Sur le fond, l'argument des contribuables reposait sur une lecture stricte des textes. Ils soutenaient que les agents ayant bénéficié de la délégation, Mme B et M. G n'avaient pas la qualité d'« adjoint au directeur de la DNEF » requise par l'article R. 16 B-1 du LPF, mais portaient le titre de directeurs départementaux ou d'administrateurs des finances publiques.
Le Conseil d'État écarte cet argument en adoptant une appréciation fonctionnelle de la situation. Il ne s'arrête pas au grade ou au titre formel des agents concernés. Il recherche quelles étaient leurs attributions réelles. Le juge constate qu'il ressort des pièces du dossier que Mme B... et M. G... « exerçaient effectivement, à la date des arrêtés contestés, les fonctions d'adjoint au directeur de la direction nationale d'enquêtes fiscales ».
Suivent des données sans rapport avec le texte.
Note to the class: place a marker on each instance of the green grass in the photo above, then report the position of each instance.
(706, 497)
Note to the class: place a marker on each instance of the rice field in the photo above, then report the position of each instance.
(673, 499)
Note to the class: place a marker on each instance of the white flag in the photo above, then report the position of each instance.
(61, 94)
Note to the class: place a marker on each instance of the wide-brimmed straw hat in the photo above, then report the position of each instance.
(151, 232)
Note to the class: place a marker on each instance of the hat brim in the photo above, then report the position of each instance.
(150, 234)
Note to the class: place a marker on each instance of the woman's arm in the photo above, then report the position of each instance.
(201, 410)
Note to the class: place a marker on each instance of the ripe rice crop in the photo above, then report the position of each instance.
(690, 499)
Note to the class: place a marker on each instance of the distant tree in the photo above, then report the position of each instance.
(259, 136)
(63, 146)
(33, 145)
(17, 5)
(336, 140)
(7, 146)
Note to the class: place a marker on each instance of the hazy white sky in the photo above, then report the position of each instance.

Dès lors que la réalité fonctionnelle correspondait à la condition posée par le texte réglementaire, la légalité de la délégation de signature ne pouvait être contestée.
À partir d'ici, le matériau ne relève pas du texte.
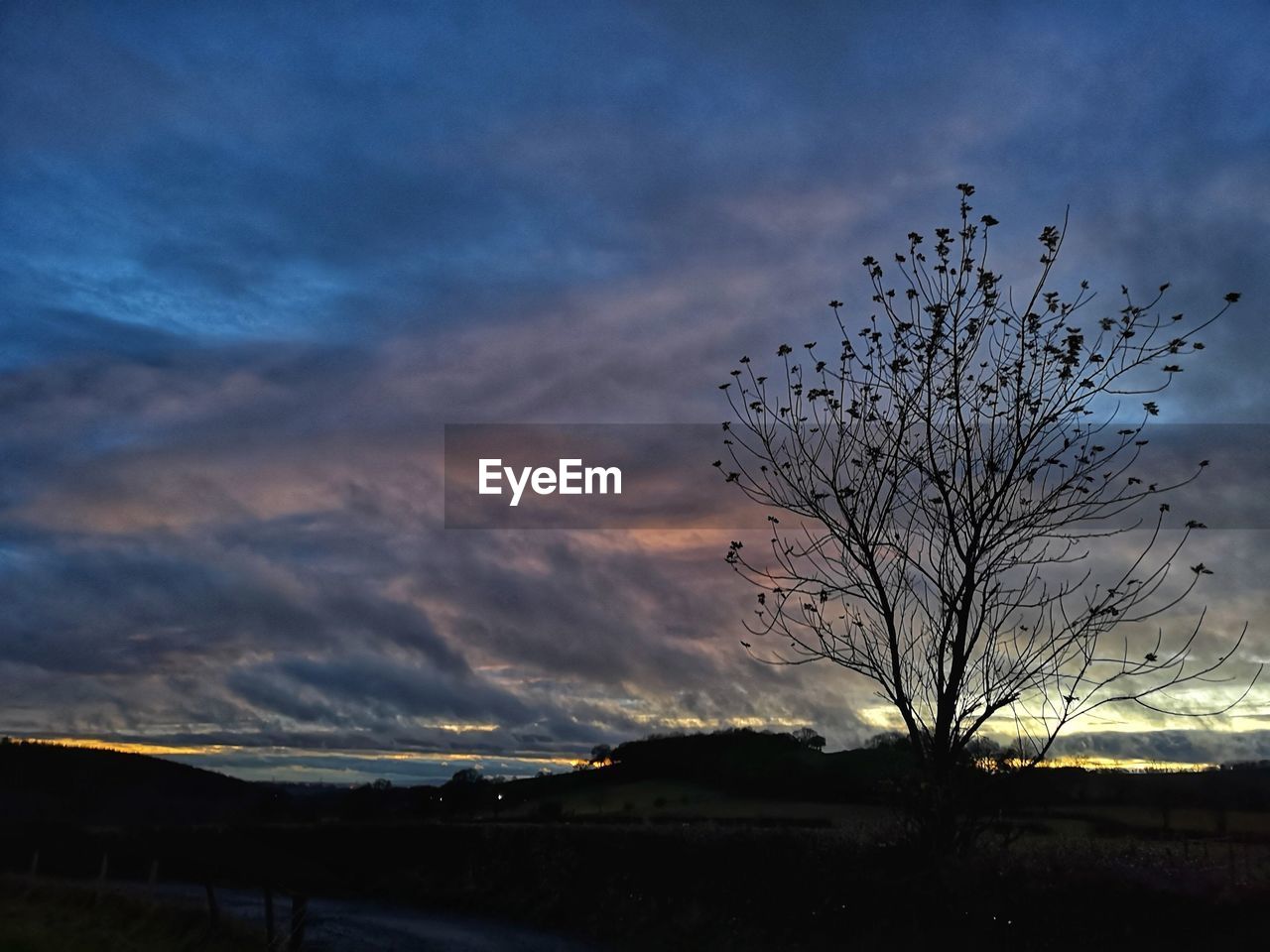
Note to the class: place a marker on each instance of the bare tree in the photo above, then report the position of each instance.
(945, 472)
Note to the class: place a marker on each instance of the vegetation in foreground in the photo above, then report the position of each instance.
(63, 918)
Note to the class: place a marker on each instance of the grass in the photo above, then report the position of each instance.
(64, 918)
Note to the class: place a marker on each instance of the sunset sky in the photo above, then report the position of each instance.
(257, 255)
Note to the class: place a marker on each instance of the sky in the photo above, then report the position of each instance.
(257, 255)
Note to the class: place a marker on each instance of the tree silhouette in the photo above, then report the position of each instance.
(944, 472)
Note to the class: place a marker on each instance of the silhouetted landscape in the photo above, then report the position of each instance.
(634, 476)
(699, 841)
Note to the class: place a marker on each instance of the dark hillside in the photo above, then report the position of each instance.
(84, 785)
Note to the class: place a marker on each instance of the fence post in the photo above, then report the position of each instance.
(271, 937)
(213, 910)
(100, 879)
(299, 912)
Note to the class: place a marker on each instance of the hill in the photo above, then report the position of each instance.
(86, 785)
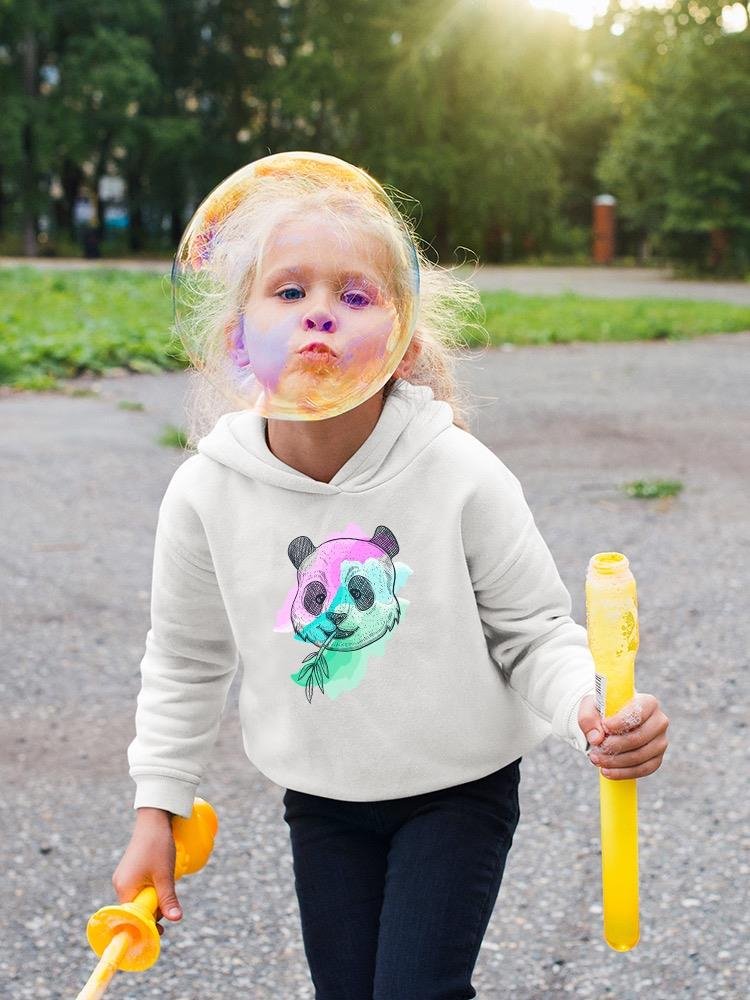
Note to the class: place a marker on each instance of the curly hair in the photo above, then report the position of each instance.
(207, 299)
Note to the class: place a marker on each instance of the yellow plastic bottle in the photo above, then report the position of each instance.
(612, 625)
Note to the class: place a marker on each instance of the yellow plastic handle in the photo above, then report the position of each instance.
(124, 935)
(612, 625)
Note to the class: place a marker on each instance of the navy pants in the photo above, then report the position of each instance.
(395, 895)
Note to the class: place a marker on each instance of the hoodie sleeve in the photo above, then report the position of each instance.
(188, 666)
(524, 606)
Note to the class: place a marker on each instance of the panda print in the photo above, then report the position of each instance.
(345, 599)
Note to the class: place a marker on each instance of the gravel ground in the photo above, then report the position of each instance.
(81, 482)
(596, 280)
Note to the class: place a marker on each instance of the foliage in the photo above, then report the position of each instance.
(59, 324)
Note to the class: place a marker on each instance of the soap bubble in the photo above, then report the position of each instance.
(295, 287)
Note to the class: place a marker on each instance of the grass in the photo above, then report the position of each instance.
(173, 437)
(59, 324)
(653, 489)
(555, 319)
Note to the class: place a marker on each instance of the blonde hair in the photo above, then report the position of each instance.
(208, 298)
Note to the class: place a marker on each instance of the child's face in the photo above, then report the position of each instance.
(320, 317)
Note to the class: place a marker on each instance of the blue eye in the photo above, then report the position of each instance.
(356, 299)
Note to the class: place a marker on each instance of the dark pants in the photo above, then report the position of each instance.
(395, 895)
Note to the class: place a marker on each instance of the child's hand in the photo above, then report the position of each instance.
(629, 744)
(149, 860)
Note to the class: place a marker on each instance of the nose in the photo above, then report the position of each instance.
(336, 616)
(319, 318)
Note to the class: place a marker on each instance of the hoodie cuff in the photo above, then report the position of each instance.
(567, 729)
(160, 791)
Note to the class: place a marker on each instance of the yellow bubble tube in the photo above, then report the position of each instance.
(125, 936)
(612, 625)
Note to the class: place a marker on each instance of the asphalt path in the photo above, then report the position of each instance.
(602, 281)
(80, 484)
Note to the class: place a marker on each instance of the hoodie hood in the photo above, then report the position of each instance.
(411, 418)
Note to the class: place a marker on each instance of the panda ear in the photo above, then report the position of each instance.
(385, 539)
(299, 549)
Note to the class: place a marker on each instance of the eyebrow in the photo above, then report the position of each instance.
(302, 271)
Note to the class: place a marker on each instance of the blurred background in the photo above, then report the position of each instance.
(504, 119)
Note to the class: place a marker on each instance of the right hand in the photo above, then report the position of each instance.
(149, 859)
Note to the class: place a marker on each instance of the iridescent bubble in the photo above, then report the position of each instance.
(295, 287)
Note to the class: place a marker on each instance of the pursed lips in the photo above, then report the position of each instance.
(317, 347)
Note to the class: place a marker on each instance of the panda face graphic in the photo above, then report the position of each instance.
(345, 590)
(345, 595)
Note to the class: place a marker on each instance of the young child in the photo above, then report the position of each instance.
(404, 633)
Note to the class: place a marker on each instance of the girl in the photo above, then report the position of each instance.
(436, 645)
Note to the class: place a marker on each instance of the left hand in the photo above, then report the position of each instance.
(629, 744)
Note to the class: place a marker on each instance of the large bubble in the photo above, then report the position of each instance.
(295, 287)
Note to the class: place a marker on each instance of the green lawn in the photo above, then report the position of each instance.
(57, 324)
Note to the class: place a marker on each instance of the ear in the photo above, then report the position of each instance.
(299, 549)
(406, 364)
(385, 539)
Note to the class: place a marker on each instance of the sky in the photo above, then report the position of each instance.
(582, 12)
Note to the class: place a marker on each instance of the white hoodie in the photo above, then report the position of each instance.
(402, 628)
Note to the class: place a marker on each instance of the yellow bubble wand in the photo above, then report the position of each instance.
(612, 625)
(126, 936)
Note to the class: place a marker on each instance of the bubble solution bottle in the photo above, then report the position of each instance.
(612, 625)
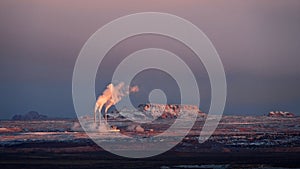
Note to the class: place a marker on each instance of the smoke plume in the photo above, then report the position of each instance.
(112, 95)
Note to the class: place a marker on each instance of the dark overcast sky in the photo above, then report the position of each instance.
(258, 43)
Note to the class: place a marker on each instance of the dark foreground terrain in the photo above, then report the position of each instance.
(238, 142)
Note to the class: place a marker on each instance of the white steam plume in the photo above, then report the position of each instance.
(111, 96)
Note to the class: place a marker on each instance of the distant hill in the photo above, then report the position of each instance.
(32, 115)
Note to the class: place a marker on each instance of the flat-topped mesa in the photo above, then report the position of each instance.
(169, 110)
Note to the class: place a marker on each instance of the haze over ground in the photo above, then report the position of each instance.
(257, 41)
La solution est claire : en matière de délégation de signature, la réalité des fonctions exercées prime sur l'intitulé formel du poste.
7. Sur le fondement de ces dispositions, par arrêtés des 21 octobre 2009, 15 juillet 2013 et 7 juillet 2014, le directeur général des finances publiques a, notamment, donné délégation à Mme B... et M. G..., en leur qualité de directeurs départementaux, puis d'administrateurs des finances publiques, affectés à la direction nationale d'enquêtes fiscales, à l'effet de signer les décisions habilitant des agents placés sous leur autorité à effectuer les visites et à procéder aux saisies prévues à l'article L. 16 B du livre des procédures fiscales. Il ressort des pièces versées au dossier que Mme B... et M. G..., alors titulaires du grade de directeur départemental des impôts, avaient été, par arrêté du 10 juillet 2009 du ministre du budget, des comptes publics, de la fonction publique et de la réforme de l'Etat, affectés à la direction nationale d'enquêtes fiscales au sein de la direction générale des finances publiques et qu'ils exerçaient effectivement, à la date des arrêtés contestés, les fonctions d'adjoint au directeur de la direction nationale d'enquêtes fiscales. Dès lors, ils pouvaient légalement bénéficier de la délégation de signature prévue à l'article R. 16 B-1 du livre des procédures fiscales.